Naquele mesmo ano, o veterano James Woods, que se aposentou em 2013, usou o Twitter para expor a situação dos atores que demonstravam publicamente alguma simpatia por Trump e seu partido: “A única razão pela qual expresso minhas opiniões é que aceitei o fato de estar na lista negra”. Em outra manifestação, ele disse: “Enquanto os liberais [nos EUA a palavra tem o sentido de ‘progressista’] gritam sobre a lista negra dos anos 50, meus amigos atores que apoiam republicanos estão com medo de perder a capacidade de sustentar suas famílias”.

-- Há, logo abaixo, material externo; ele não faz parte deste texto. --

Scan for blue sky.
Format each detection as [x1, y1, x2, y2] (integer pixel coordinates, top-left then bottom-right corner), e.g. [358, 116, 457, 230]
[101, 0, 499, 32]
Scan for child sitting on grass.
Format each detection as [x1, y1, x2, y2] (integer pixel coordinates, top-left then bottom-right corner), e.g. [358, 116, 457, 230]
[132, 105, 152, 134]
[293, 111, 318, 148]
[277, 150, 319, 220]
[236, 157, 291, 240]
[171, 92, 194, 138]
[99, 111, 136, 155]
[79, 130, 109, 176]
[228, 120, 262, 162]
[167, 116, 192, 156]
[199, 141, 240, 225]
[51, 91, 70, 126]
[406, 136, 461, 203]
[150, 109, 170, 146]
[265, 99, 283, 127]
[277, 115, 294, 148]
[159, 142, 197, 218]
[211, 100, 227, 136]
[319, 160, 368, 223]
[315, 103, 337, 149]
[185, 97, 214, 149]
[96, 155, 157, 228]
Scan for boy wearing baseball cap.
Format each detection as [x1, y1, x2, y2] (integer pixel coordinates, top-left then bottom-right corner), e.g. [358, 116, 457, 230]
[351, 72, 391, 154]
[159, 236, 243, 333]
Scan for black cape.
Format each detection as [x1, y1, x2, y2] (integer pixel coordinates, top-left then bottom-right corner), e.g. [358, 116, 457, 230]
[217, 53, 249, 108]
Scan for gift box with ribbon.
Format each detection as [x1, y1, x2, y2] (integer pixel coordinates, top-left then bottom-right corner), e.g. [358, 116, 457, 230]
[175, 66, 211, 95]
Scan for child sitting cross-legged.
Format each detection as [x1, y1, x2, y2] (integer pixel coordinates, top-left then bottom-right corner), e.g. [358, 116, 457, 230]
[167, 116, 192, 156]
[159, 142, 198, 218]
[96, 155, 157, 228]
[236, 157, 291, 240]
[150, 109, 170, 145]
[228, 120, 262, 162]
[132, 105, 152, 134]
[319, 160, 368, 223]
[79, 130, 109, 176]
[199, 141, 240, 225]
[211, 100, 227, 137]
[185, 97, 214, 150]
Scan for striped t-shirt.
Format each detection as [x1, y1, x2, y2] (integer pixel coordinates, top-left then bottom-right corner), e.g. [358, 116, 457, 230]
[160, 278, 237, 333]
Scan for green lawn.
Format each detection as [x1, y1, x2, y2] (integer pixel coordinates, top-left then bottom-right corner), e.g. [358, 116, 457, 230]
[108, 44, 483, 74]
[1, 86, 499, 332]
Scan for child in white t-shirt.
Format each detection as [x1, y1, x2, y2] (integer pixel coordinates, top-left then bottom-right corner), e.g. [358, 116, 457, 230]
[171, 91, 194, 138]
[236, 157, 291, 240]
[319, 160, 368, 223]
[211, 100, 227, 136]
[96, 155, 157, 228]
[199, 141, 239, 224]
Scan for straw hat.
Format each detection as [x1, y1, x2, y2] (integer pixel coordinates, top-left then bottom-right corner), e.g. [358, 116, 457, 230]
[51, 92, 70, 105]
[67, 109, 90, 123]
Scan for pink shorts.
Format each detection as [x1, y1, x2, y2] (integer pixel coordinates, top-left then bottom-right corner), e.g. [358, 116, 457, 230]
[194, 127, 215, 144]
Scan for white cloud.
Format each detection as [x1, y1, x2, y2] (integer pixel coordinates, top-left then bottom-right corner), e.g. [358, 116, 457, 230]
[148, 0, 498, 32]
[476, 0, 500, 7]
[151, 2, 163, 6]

Imagem de divulgação de Reagan, filme sobre a biografia do ex-presidente dos Estados Unidos.
Emplacar filmes que retratem de modo positivo políticos notoriamente conservadores também não é nada fácil. Isso explica como um dos presidentes mais populares da história dos Estados Unidos, Ronald Reagan, que era ator e trabalhou durante anos em Hollywood demorou tanto para ganhar uma cinebiografia. Em 2022 deve ocorrer a estreia de Reagan, obra do diretor Sean McNamara e protagonizado por Dennis Quaid. Antes dessa produção, o ex-presidente que liderou a América no período que marcou a derrocada do comunismo soviético havia ganho apenas documentários ou sátiras.
Reagan, que será baseado no livro The Crusader: Ronald Reagan and the Fall of Communism, de Paul Kengor, é mais um filme pelo qual os progressistas poderosos de Hollywood fizeram tudo o que podiam para enterrar de vez ou pelo menos atrasá-lo. Ele foi anunciado pela primeira vez em 2010 e só chega à grande tela agora, onze anos depois, graças ao investimento da TriStar Global Entertainment, uma empresa sediada no Canadá.